Another focus for Bailey at AdvaMed was making sure FDA had the resources it needed to do its job well, a challenge for the consumer personal care industry as well. Federal appropriations are limited and they are not increasing, said Bailey, yet this industry needs a strong FDA. She explained that the Cosmetics program at FDA is part of the Center for Food and Nutrition. The Federal budget is under so much stress that with the food safety program in need of new resources, Federal appropriations for the Cosmetics progam continue to weaken. In the past, CTFA lobbied the appropriations committee in Congress for additional funds for FDA, but that is not a feasible option in the current environment, according to Bailey.
At AdvaMed, she led the effort to enact legislation imposing user fees on medical technology companies, enabling FDA to approve their device applications sooner.
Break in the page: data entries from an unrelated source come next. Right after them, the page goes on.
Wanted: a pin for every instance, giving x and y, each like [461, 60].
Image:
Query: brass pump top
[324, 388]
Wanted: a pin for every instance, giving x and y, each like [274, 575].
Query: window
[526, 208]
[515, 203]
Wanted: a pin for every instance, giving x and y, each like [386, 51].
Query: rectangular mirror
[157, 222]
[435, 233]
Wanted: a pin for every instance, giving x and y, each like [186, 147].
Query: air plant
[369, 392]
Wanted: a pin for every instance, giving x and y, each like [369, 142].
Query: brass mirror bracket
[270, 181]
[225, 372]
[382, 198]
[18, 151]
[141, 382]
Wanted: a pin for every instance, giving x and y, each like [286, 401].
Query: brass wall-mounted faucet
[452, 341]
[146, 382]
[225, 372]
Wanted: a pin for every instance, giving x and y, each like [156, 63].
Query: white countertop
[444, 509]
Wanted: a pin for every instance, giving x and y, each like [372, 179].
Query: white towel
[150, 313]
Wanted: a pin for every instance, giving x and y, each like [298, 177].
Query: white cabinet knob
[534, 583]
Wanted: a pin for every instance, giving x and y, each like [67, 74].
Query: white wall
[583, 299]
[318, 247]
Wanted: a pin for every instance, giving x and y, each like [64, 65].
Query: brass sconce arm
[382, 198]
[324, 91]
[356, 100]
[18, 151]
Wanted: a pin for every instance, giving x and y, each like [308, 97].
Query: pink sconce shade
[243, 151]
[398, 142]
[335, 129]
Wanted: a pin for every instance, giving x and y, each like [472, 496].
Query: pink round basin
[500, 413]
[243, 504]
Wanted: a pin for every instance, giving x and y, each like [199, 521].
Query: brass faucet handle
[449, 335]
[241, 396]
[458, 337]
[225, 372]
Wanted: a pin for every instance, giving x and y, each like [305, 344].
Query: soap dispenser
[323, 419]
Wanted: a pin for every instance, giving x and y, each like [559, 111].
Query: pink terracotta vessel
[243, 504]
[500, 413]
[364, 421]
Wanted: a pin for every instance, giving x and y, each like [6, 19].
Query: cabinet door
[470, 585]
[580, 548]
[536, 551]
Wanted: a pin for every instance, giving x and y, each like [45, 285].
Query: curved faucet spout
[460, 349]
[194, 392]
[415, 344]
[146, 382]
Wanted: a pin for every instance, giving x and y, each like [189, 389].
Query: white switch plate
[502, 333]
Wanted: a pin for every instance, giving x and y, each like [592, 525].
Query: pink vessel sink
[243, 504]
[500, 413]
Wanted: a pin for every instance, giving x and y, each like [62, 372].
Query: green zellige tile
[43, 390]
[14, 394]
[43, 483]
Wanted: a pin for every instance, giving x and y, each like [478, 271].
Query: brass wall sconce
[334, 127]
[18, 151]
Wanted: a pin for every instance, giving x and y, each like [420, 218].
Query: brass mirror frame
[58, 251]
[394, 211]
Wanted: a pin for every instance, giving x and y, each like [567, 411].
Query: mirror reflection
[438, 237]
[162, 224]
The pharmaceutical industry enacted similar fees in the mid-1990’s. However, user fees are not an appropriate model for the cosmetic industry, she said. AdvaMed’s model may not be appropriate for the personal care industry, but Bailey believes the CTFA has a track record of innovation and thinking outside the box when it comes to solving problems such as this.
“I don’t know of any process that is as innovative as the Cosmetic Ingredient Review (CIR),” she said. “There is nothing else like that, and it is something that I think the industry has a very proud record of having developed 30 years ago.” CIR is the model open program for cosmetic industry self-regulation that subjects cosmetic ingredients to the scrutiny of an expert panel bent on ensuring product safety. The expert panel has reviewed more than 1,200 cosmetic ingredients in its 30 years. CIR safety assessments are published annually in the CIR Compendium and in monographs available to anyone who may be interested.
The challenge now, Bailey said, is to think outside the box in a similarly creative way to work with FDA in identifying the path toward providing resources while maintaining this industry’s strong record of self-regulation.